1.3 Analyzing the Unprecedented QBO "Disruption" of Early 2016

Monday, 26 June 2017: 9:30 AM
Salon G-I (Marriott Portland Downtown Waterfront)
Cory A Barton, NRL, Washington, DC; and J. P. McCormack

The high predictability of the quasi-biennial oscillation of zonal winds in the equatorial stratosphere makes it a boon to extended-range forecasting. However, in early 2016 the regularity of the QBO was temporarily disrupted when an anomalous easterly jet developed within the prevailing westerlies around 40 hPa. This QBO “disruption” affords us a unique opportunity to study the mechanics of the oscillation and their representation in global NWP models. To this end, we have employed an array of diagnostics to analyze the QBO in early 2016 and a similar, “normal” QBO in early 2014 using a high-altitude version of the Navy Global Environmental Model (NAVGEM) analysis and forecast systems.

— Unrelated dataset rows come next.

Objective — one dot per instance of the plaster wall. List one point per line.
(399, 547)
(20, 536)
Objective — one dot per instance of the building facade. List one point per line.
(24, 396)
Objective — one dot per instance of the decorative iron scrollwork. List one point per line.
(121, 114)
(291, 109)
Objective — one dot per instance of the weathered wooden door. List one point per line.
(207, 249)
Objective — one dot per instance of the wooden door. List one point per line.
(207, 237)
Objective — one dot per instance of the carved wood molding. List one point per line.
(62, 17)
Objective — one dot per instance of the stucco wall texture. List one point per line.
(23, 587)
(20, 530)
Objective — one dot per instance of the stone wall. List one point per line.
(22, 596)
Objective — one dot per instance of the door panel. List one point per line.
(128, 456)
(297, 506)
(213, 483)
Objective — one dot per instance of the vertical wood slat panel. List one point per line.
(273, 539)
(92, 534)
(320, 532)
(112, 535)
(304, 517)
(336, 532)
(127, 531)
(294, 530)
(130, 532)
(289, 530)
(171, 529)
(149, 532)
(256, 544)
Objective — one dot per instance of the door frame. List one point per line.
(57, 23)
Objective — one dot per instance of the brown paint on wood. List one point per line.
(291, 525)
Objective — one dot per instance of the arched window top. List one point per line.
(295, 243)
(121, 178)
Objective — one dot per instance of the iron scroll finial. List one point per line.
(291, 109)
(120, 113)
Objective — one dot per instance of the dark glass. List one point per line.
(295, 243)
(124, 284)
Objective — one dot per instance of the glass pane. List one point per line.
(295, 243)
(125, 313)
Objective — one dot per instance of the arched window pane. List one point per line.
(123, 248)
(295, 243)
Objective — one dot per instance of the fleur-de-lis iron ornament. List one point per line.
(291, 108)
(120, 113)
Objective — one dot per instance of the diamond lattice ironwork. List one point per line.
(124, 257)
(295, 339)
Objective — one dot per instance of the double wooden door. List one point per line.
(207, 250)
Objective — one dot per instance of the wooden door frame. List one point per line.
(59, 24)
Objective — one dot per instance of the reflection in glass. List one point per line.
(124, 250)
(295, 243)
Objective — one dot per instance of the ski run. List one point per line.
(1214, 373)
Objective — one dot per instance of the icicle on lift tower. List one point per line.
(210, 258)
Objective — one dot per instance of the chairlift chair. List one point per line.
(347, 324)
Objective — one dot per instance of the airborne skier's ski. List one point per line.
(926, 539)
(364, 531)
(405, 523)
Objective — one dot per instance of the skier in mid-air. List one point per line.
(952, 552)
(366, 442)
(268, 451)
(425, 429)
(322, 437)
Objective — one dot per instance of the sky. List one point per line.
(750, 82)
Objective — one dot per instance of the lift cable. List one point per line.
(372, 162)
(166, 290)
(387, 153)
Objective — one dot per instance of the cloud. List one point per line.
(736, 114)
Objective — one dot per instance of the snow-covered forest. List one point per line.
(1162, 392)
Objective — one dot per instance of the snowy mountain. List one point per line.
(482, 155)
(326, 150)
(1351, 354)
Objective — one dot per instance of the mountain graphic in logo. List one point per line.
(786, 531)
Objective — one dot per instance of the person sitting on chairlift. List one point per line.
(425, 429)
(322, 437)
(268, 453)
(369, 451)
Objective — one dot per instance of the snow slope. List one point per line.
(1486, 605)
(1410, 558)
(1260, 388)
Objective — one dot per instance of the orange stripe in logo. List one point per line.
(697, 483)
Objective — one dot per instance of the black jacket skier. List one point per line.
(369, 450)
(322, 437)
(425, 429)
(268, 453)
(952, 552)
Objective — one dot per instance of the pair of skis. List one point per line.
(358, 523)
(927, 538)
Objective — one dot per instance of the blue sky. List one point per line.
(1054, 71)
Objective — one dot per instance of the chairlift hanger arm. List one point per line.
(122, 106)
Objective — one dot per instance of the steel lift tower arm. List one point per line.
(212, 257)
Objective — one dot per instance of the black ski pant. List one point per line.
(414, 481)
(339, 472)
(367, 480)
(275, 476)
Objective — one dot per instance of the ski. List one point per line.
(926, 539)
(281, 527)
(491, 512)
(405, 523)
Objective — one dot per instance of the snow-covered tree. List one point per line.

Wave spectra and the zonal mean zonal momentum budget both indicate that vertically-propagating equatorial waves could not explain the disruption event, in contrast to classical QBO theory. Unusually strong meridional momentum transport from the Northern Hemisphere (NH) was coincident with the development of the aberrant equatorial easterlies at 40 hPa. The NH stratospheric subtropical jet, which normally accompanies the westerly QBO phase and shields the deep tropics from southward-propagating planetary waves, was absent leading up to the disruption. The momentum budget analysis further demonstrates that the disruption was primarily initiated by large-scale motion rather than anomalous subgrid processes, and in some cases, parameterized diffusion hindered the development of the easterly intrusion in forecasts.